La mort d'un père, de Charles Hubert Millevoye (1814)

Anniversaire.

Recueil : Poésies diverses (1814)

Hélas ! après dix ans je revois la journée
Où l'âme d'un père aux cieux est retournée.
L'heure sonne : j'écoute... ô regrets ! ô douleurs !
Quand cette heure eut sonné, je n'avais plus de père.
On retenait mes pas loin du lit funéraire ;
On me disait : « Il dort », et je versais des pleurs.

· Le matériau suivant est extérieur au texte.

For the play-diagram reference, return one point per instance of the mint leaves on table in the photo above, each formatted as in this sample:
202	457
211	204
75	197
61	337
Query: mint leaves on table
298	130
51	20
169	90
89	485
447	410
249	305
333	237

Mais du temple voisin quand la cloche sacrée
Annonça qu'un mortel avait quitté le jour,
Chaque son retentit dans mon âme navrée,
Et je crus mourir à mon tour.
Tout ce qui m'entourait me racontait ma perte :
Quand la nuit dans les airs jeta son crêpe noir,
Mon père à ses côtés ne me fit plus asseoir,
Et j'attendis en vain à sa place déserte
Une tendre caresse et le baiser du soir.

Je voyais l'ombre auguste et chère
M'apparaître toutes les nuits ;
Inconsolable en mes ennuis,
Je pleurais tous les jours, même auprès de ma mère
Ce long regret, dix ans ne l'ont point adouci !
Je ne puis voir un fils dans les bras de son père
Sans dire en soupirant : « J'avais un père aussi ! »
Son image est toujours présente à ma tendresse.
Ah ! quand la pâle automne aura jauni les bois,
Ô mon père ! je veux promener ma tristesse
Aux lieux où je te vis pour la dernière fois.
Sur ces bords que la Somme arrose,
J'irai chercher l'asile où ta cendre repose :
J'irai d'une modeste fleur
Orner ta tombe respectée,
Et sur la pierre, encor de larmes humectée,
Redire ce chant de douleur.


Charles Hubert Millevoye.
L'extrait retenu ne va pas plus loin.